It Ain’t Just RSS, or even HTML

There’s been a lot of discussion about Mark Pilgrims latest article on XML.com. See, to pick a few examples, Dorothea, Marks follow-up comments and those of Dare Obasanjo.
I thought I’d comment briefly on Marks’ suggestion that “the ability to parse ill-formed feeds becomes a competitive advantage”. In short, he’s right. And it doesn’t only happen with RSS, or even just XML: I’ve seen it happen with SGML too.


Imagine you’re a company that accepts metadata from multiple sources, process that metadata using off-the-shelf SGML and XML tools. Of course you strictly validate the incoming material and push back on the producers when things go wrong. This causes much back-and-forth because sometimes the production of this data is also outsourced, meaning there’s some disconnects involved: the publisher doesn’t create the markup, and doesn’t have the technical facilities to check what the typesetters produce.
This scenario isn’t all that far from someone using a blogging tool which generates their RSS feeds for them: they have no idea how the hard work is done, and often don’t care.
Now, imagine that you’re muddling along, but another consumer of that material decides not to use markup tools and that everything is hack parsed with perl and regexps.

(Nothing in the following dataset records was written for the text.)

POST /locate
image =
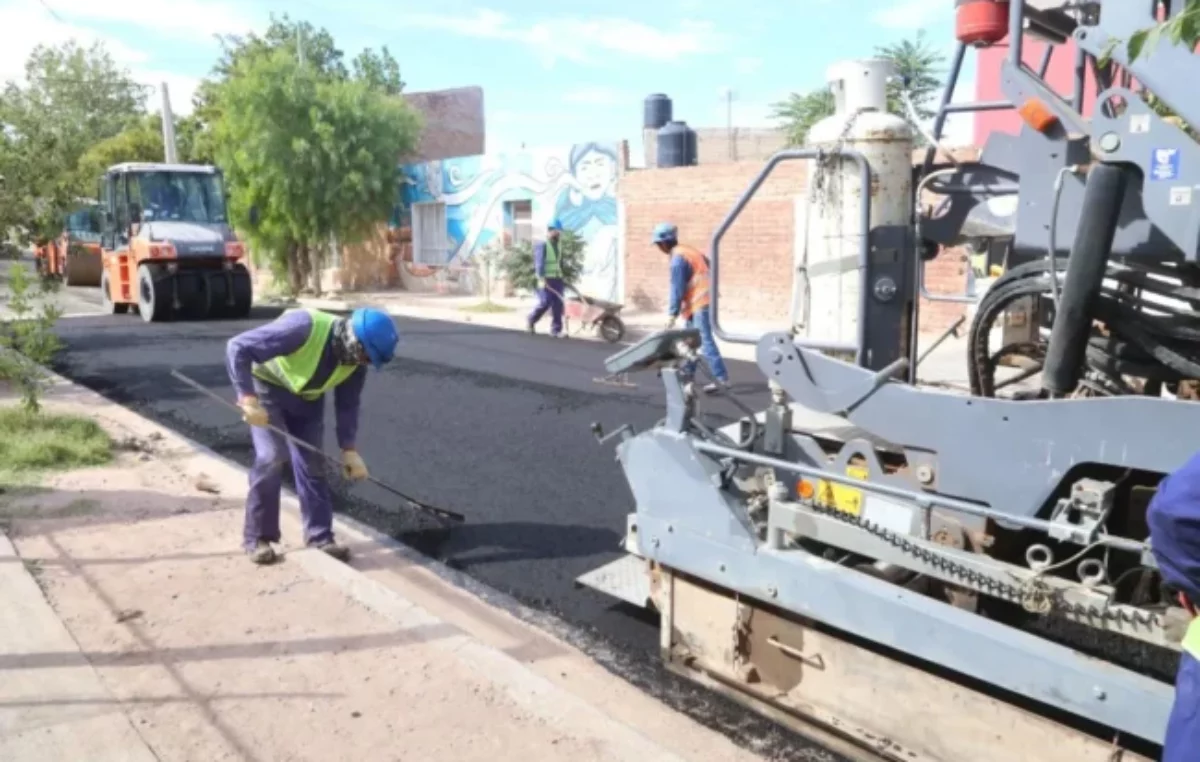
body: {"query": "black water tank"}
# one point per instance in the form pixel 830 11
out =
pixel 657 111
pixel 676 145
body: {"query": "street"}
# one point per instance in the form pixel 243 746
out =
pixel 489 423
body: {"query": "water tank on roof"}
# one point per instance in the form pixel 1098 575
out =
pixel 657 111
pixel 676 144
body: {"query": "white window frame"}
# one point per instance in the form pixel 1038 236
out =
pixel 522 225
pixel 430 241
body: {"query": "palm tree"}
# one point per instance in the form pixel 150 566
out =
pixel 916 60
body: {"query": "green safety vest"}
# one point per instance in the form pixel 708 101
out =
pixel 295 370
pixel 1192 639
pixel 551 267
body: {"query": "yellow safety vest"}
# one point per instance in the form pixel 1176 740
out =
pixel 294 371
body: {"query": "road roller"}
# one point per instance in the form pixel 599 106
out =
pixel 73 255
pixel 168 251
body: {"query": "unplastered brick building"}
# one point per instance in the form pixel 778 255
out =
pixel 759 252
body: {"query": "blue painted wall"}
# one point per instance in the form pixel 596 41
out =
pixel 576 184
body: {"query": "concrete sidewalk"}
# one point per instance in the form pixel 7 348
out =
pixel 945 365
pixel 133 629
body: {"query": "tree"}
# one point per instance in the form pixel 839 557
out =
pixel 142 142
pixel 303 42
pixel 73 97
pixel 917 61
pixel 313 155
pixel 1182 29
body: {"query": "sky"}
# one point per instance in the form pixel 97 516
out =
pixel 552 73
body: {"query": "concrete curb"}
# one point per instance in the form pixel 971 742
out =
pixel 532 691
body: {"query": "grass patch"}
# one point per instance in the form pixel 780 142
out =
pixel 43 442
pixel 487 306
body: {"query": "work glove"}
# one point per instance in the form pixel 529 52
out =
pixel 353 467
pixel 252 411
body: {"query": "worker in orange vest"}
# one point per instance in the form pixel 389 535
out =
pixel 690 299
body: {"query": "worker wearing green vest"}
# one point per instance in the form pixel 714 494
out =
pixel 1174 521
pixel 547 265
pixel 281 372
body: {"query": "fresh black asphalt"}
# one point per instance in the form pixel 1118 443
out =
pixel 489 423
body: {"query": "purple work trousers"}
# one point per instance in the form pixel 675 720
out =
pixel 306 421
pixel 550 298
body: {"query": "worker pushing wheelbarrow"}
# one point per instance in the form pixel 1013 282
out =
pixel 598 315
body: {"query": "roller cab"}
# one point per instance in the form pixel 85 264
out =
pixel 168 250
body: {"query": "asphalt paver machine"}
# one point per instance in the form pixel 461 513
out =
pixel 911 573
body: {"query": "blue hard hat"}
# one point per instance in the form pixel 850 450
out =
pixel 376 331
pixel 665 232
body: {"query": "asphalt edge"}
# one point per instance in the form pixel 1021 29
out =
pixel 523 685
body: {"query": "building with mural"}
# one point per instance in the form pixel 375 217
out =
pixel 450 210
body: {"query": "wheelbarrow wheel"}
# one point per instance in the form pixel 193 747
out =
pixel 612 329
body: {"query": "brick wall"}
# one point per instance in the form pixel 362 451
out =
pixel 453 120
pixel 761 241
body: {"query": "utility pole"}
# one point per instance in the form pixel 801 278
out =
pixel 168 127
pixel 727 94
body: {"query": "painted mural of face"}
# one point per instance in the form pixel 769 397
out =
pixel 595 174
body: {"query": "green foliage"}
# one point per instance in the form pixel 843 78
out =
pixel 516 262
pixel 28 341
pixel 141 142
pixel 73 99
pixel 916 60
pixel 40 442
pixel 313 153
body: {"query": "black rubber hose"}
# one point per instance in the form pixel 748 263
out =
pixel 1144 346
pixel 1086 268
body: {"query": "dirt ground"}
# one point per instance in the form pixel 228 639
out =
pixel 210 658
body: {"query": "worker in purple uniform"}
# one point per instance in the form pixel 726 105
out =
pixel 1174 520
pixel 547 265
pixel 281 372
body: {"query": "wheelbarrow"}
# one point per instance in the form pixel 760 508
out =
pixel 598 315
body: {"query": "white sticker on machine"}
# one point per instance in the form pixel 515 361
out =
pixel 887 514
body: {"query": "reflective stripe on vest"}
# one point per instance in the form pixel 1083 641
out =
pixel 295 370
pixel 695 295
pixel 1192 639
pixel 551 265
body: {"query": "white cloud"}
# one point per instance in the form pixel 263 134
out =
pixel 580 40
pixel 184 18
pixel 748 65
pixel 911 13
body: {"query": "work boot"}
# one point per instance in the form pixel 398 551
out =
pixel 334 550
pixel 263 553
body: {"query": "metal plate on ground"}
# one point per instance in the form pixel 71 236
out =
pixel 627 579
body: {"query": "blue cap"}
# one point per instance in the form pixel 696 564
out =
pixel 376 331
pixel 665 232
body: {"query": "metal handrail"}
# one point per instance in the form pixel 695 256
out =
pixel 864 168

Gets kind of hard to start pushing back on the publisher when you get responses like “well DataConsumer B managed to process this OK, what’s wrong with your system?”. In other words your inability to consume that data can be seen as a failing. And if DataConsumer X is a competitor then you can probably see how things can degrade.

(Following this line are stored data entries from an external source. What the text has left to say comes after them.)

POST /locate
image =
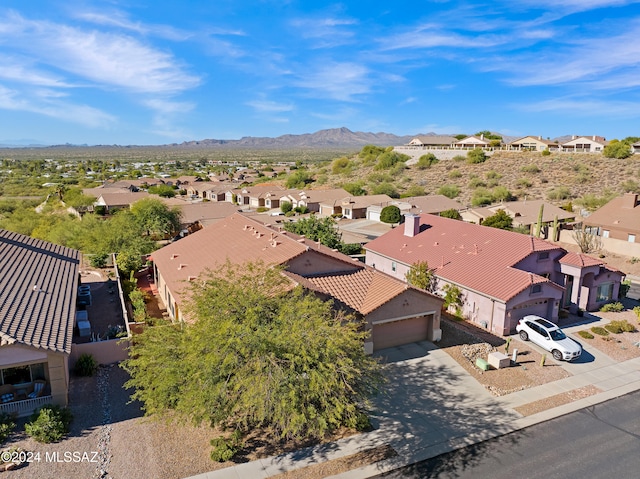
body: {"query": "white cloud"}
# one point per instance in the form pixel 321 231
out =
pixel 342 81
pixel 270 106
pixel 49 106
pixel 107 59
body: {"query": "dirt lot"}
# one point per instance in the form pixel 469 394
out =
pixel 466 343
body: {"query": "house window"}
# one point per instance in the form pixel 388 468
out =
pixel 23 374
pixel 604 292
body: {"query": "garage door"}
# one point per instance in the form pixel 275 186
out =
pixel 539 308
pixel 396 333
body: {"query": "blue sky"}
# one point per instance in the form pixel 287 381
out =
pixel 142 72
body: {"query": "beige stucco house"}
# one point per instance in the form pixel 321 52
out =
pixel 38 288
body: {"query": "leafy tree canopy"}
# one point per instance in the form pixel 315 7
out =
pixel 390 214
pixel 451 213
pixel 499 220
pixel 257 354
pixel 617 149
pixel 156 218
pixel 421 276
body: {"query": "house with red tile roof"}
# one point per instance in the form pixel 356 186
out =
pixel 38 291
pixel 395 313
pixel 503 275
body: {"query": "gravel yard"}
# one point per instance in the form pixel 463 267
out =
pixel 465 343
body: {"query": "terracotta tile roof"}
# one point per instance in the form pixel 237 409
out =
pixel 38 284
pixel 618 214
pixel 122 199
pixel 238 239
pixel 432 203
pixel 364 290
pixel 476 257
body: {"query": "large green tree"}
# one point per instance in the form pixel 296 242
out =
pixel 256 354
pixel 156 218
pixel 500 220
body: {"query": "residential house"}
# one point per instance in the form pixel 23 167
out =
pixel 585 144
pixel 114 201
pixel 312 199
pixel 38 288
pixel 473 141
pixel 351 207
pixel 433 204
pixel 525 214
pixel 433 141
pixel 502 275
pixel 394 312
pixel 255 196
pixel 534 143
pixel 619 219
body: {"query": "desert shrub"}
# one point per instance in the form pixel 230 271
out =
pixel 7 425
pixel 286 206
pixel 425 161
pixel 476 183
pixel 414 190
pixel 48 424
pixel 617 327
pixel 450 191
pixel 225 448
pixel 530 168
pixel 612 307
pixel 630 186
pixel 585 334
pixel 86 365
pixel 385 189
pixel 559 193
pixel 481 197
pixel 355 189
pixel 523 183
pixel 341 166
pixel 501 193
pixel 390 214
pixel 451 213
pixel 476 156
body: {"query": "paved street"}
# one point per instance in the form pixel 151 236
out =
pixel 598 441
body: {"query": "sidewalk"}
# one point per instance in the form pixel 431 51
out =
pixel 438 407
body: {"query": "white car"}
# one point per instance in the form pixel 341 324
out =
pixel 548 336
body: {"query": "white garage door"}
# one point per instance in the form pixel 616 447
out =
pixel 404 331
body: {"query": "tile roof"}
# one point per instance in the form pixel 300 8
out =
pixel 238 239
pixel 476 257
pixel 38 283
pixel 364 290
pixel 618 214
pixel 580 260
pixel 432 203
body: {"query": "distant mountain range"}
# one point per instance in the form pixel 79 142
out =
pixel 331 138
pixel 334 137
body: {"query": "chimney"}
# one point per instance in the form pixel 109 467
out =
pixel 629 200
pixel 411 224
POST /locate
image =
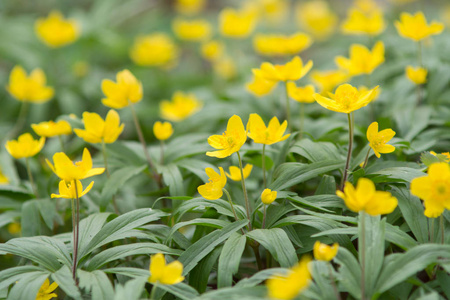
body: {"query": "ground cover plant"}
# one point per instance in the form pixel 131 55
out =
pixel 194 149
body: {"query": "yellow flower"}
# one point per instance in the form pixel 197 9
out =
pixel 268 196
pixel 212 190
pixel 99 131
pixel 46 291
pixel 301 94
pixel 235 172
pixel 325 252
pixel 346 99
pixel 24 146
pixel 29 88
pixel 288 286
pixel 417 75
pixel 51 129
pixel 378 140
pixel 122 93
pixel 55 31
pixel 362 60
pixel 416 27
pixel 434 189
pixel 67 190
pixel 292 70
pixel 162 131
pixel 66 170
pixel 366 198
pixel 230 141
pixel 156 49
pixel 181 107
pixel 269 135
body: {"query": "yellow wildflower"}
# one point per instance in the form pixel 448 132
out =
pixel 24 146
pixel 29 88
pixel 125 91
pixel 367 199
pixel 55 31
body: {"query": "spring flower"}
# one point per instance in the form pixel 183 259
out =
pixel 55 31
pixel 416 75
pixel 182 106
pixel 29 88
pixel 362 60
pixel 235 172
pixel 366 198
pixel 212 190
pixel 325 252
pixel 288 286
pixel 230 141
pixel 434 189
pixel 51 129
pixel 378 140
pixel 125 91
pixel 156 49
pixel 24 146
pixel 66 170
pixel 415 27
pixel 346 99
pixel 269 135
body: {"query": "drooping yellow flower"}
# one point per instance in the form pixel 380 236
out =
pixel 288 286
pixel 230 141
pixel 24 146
pixel 415 27
pixel 212 190
pixel 362 60
pixel 125 91
pixel 325 252
pixel 155 49
pixel 366 198
pixel 378 140
pixel 29 88
pixel 51 129
pixel 67 170
pixel 165 274
pixel 346 99
pixel 235 172
pixel 182 106
pixel 55 31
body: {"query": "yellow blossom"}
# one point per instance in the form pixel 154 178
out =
pixel 182 106
pixel 55 31
pixel 29 88
pixel 366 198
pixel 230 141
pixel 24 146
pixel 125 91
pixel 415 27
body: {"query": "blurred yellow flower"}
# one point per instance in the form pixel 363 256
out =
pixel 288 286
pixel 415 27
pixel 96 130
pixel 325 252
pixel 362 60
pixel 125 91
pixel 212 190
pixel 366 198
pixel 434 189
pixel 51 129
pixel 346 99
pixel 29 88
pixel 55 31
pixel 230 141
pixel 416 75
pixel 155 49
pixel 24 146
pixel 182 106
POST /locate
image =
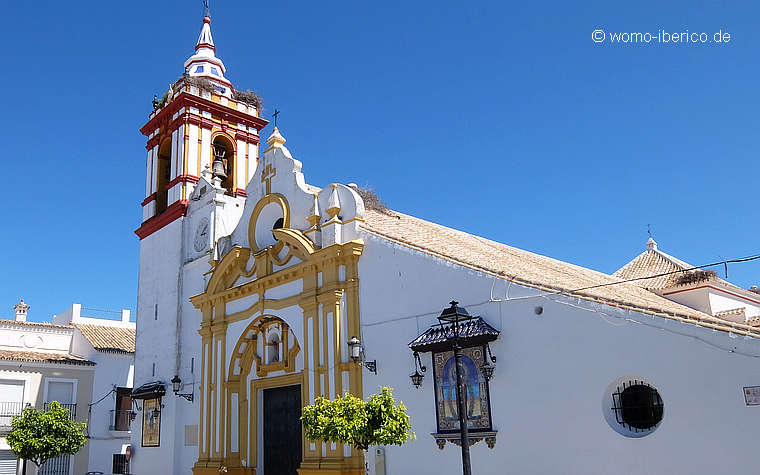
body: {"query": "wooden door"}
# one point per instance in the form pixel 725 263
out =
pixel 282 430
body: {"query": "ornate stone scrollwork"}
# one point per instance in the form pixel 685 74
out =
pixel 474 438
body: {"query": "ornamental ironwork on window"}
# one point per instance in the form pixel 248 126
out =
pixel 637 405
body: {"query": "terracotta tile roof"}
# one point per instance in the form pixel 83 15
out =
pixel 4 321
pixel 653 262
pixel 104 338
pixel 42 357
pixel 532 270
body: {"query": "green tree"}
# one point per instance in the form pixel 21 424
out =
pixel 351 421
pixel 41 435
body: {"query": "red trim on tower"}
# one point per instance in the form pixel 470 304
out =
pixel 174 211
pixel 185 99
pixel 246 136
pixel 149 199
pixel 183 179
pixel 205 45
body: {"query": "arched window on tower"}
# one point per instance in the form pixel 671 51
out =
pixel 223 162
pixel 163 170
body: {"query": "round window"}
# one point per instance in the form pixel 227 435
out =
pixel 633 407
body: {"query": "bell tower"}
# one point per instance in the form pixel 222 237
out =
pixel 202 150
pixel 200 122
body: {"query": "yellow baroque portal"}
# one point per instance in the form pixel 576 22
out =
pixel 267 351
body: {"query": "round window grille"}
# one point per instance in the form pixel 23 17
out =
pixel 633 407
pixel 637 405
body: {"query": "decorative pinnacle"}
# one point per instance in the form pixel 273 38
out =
pixel 333 204
pixel 276 140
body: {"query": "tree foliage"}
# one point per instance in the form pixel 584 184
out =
pixel 351 421
pixel 41 435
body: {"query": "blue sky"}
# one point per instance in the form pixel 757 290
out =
pixel 504 120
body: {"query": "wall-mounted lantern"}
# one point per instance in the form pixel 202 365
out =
pixel 177 386
pixel 417 377
pixel 356 352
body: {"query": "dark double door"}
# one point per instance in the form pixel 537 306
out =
pixel 282 430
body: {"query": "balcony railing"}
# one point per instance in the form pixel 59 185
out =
pixel 121 420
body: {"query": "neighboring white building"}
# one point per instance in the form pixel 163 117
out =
pixel 37 367
pixel 110 344
pixel 250 289
pixel 86 364
pixel 699 289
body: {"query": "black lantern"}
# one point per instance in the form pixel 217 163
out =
pixel 356 352
pixel 455 315
pixel 417 377
pixel 177 386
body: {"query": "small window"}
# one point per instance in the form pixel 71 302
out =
pixel 637 405
pixel 633 407
pixel 151 422
pixel 120 464
pixel 123 414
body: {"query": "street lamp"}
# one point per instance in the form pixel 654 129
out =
pixel 455 315
pixel 357 355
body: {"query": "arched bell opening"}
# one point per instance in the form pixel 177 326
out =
pixel 163 172
pixel 223 161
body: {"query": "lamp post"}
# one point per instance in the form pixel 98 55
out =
pixel 455 314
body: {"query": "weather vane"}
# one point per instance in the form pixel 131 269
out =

So, possibly, there’s a dynamic involved here which isn’t limited to “DataConsumer A leans on Publisher B” to get them to fix up their act, but more like DataConsumer A co-operates with DataConsumer B to fix up their act to the benefit of both. The consumers need to work together and evangelise to each other, not at the publishers who are arguably following the path of least resistance (which unfortunately leads ever downwards).

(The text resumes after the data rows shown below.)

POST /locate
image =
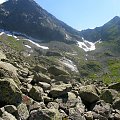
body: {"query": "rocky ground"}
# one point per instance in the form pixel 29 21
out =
pixel 51 93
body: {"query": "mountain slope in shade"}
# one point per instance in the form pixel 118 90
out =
pixel 26 16
pixel 109 31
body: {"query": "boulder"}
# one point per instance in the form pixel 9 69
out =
pixel 39 77
pixel 70 100
pixel 116 104
pixel 9 92
pixel 75 114
pixel 115 86
pixel 57 71
pixel 65 78
pixel 2 55
pixel 44 114
pixel 88 93
pixel 36 93
pixel 44 85
pixel 10 109
pixel 11 71
pixel 59 90
pixel 8 116
pixel 103 109
pixel 108 95
pixel 39 68
pixel 23 111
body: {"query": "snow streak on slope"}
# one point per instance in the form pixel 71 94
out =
pixel 40 46
pixel 86 45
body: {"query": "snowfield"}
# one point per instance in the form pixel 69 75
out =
pixel 86 45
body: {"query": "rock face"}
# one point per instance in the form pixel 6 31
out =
pixel 9 92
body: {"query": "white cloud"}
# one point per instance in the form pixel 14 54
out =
pixel 2 1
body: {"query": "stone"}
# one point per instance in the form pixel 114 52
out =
pixel 36 93
pixel 53 105
pixel 115 86
pixel 75 114
pixel 9 92
pixel 2 55
pixel 65 78
pixel 42 114
pixel 10 108
pixel 44 85
pixel 89 115
pixel 23 111
pixel 59 90
pixel 116 104
pixel 108 95
pixel 88 93
pixel 8 116
pixel 39 77
pixel 102 108
pixel 57 71
pixel 39 68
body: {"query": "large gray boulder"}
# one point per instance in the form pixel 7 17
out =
pixel 58 90
pixel 115 86
pixel 36 93
pixel 39 77
pixel 88 93
pixel 2 55
pixel 57 71
pixel 45 114
pixel 8 116
pixel 23 113
pixel 116 104
pixel 108 95
pixel 9 92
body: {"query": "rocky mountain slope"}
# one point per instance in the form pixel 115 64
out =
pixel 27 17
pixel 54 81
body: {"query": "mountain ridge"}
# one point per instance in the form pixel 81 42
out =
pixel 34 21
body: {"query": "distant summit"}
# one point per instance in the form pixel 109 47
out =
pixel 27 17
pixel 109 31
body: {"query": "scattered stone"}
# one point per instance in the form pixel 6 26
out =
pixel 39 68
pixel 57 71
pixel 23 111
pixel 59 90
pixel 115 86
pixel 36 93
pixel 10 108
pixel 108 95
pixel 116 104
pixel 39 77
pixel 44 85
pixel 8 116
pixel 9 92
pixel 88 93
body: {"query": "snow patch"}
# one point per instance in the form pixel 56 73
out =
pixel 68 63
pixel 27 46
pixel 40 46
pixel 86 45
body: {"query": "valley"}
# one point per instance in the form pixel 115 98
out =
pixel 50 71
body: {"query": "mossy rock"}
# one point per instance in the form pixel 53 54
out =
pixel 9 92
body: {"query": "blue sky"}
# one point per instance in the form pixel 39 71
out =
pixel 82 14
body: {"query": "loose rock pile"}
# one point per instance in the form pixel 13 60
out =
pixel 40 93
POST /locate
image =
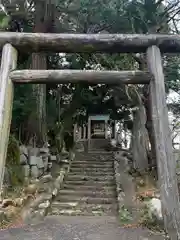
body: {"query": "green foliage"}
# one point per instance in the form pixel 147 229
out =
pixel 76 101
pixel 125 216
pixel 13 162
pixel 13 152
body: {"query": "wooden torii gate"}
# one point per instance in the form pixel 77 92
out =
pixel 152 45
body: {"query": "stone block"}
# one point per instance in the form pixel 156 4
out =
pixel 45 204
pixel 53 158
pixel 46 178
pixel 23 159
pixel 34 172
pixel 26 171
pixel 7 178
pixel 45 161
pixel 40 163
pixel 44 150
pixel 33 152
pixel 49 165
pixel 33 160
pixel 23 150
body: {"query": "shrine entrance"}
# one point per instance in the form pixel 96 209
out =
pixel 98 131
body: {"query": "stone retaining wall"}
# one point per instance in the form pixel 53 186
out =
pixel 47 189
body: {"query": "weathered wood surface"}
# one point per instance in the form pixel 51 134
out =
pixel 140 139
pixel 77 76
pixel 164 153
pixel 8 63
pixel 88 43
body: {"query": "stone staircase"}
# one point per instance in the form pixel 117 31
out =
pixel 89 189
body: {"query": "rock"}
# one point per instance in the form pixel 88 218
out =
pixel 53 158
pixel 10 212
pixel 44 150
pixel 41 171
pixel 39 162
pixel 155 208
pixel 23 150
pixel 23 159
pixel 2 216
pixel 33 160
pixel 45 161
pixel 55 192
pixel 34 172
pixel 7 178
pixel 33 152
pixel 34 181
pixel 141 182
pixel 45 204
pixel 79 147
pixel 26 170
pixel 31 189
pixel 49 165
pixel 19 202
pixel 8 202
pixel 40 199
pixel 113 142
pixel 46 178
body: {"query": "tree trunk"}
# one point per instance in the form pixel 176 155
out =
pixel 43 19
pixel 152 159
pixel 140 139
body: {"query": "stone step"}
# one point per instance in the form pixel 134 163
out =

Why is it to the benefit of both? Because then both DataConsumers A and B can benefit from using off-the-shelf commodity tools to do the heavy-lifting of processing the data. They’re effectively outsourcing that grunt work, which is arguably not what their core competency is anyway: it’s more likely they’re competing on doing something interesting with that data. And with a higher quality data feed underneath they can start to build more interesting features on that data. In RSS terms that means doing cool thinds with UIs (which can definitely be improved) and all of the RSS modules that are appearing.
The above is something I’ve actually dealt with in none RSS circles. That particular problem was eventually (largely) solved when DataConsumer A bought DataConsumer B. But that’s not an option for most RSS consumers!